Diese Großtante jedenfalls soll angeblich eine Affäre mit niemand Geringerem als Helmut Kohl gehabt haben! Ich war skeptisch, aber natürlich zugleich neugierig und deshalb ganz Ohr, um keine Einzelheit zu verpassen. Erst am Ende des darauffolgenden quälend ausführlichen Berichts stellte sich heraus, dass der Helmuth Kohl in dieser Geschichte offenbar mit zwei H geschrieben wurde, einem vorne und einem hinten, und darüber hinaus Garten- und Landschaftsgestalter aus Lörrach war.

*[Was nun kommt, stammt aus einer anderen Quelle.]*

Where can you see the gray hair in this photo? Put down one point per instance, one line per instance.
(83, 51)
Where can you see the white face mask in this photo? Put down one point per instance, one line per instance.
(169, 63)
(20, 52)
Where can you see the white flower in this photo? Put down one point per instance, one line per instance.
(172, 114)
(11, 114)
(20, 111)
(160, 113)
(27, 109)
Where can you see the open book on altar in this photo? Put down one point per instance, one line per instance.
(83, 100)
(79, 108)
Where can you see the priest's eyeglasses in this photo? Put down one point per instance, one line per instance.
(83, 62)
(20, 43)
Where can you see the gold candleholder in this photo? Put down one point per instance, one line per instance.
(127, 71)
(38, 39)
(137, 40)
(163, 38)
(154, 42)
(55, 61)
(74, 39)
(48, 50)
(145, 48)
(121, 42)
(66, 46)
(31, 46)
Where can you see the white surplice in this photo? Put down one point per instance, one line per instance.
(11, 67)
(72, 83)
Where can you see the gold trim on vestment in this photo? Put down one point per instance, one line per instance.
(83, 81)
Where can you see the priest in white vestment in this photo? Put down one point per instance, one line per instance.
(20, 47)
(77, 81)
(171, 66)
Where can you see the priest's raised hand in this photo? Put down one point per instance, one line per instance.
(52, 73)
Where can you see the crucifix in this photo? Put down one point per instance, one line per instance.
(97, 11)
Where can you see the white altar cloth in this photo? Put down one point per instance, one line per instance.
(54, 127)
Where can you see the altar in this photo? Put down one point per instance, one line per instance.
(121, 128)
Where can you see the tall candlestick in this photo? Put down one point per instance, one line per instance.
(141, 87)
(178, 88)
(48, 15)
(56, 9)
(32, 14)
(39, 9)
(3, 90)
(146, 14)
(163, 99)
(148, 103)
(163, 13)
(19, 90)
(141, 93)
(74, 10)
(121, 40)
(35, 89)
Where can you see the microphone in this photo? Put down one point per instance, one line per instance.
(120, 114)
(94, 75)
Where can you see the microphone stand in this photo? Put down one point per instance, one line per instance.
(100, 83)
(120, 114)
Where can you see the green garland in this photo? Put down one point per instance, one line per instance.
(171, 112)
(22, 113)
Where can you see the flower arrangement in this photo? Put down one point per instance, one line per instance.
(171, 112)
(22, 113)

Smalltalk gilt über Ländergrenzen hinaus als die hohe Kunst gepflegter Oberflächlichkeit. Denn nicht jeder besitzt das Geschick, die Geduld seines Gesprächspartners mit Nebensächlichkeiten auf die Probe zu stellen, während gleichzeitig der Anschein erweckt wird, die angesprochenen Themen seien von herausragender Bedeutung. Nicht wenige Smalltalker (Chitchaterus superficialis) haben es zur regelrechten Meisterschaft gebracht, und die lässt sich allein durch jahrelanges Training erklären.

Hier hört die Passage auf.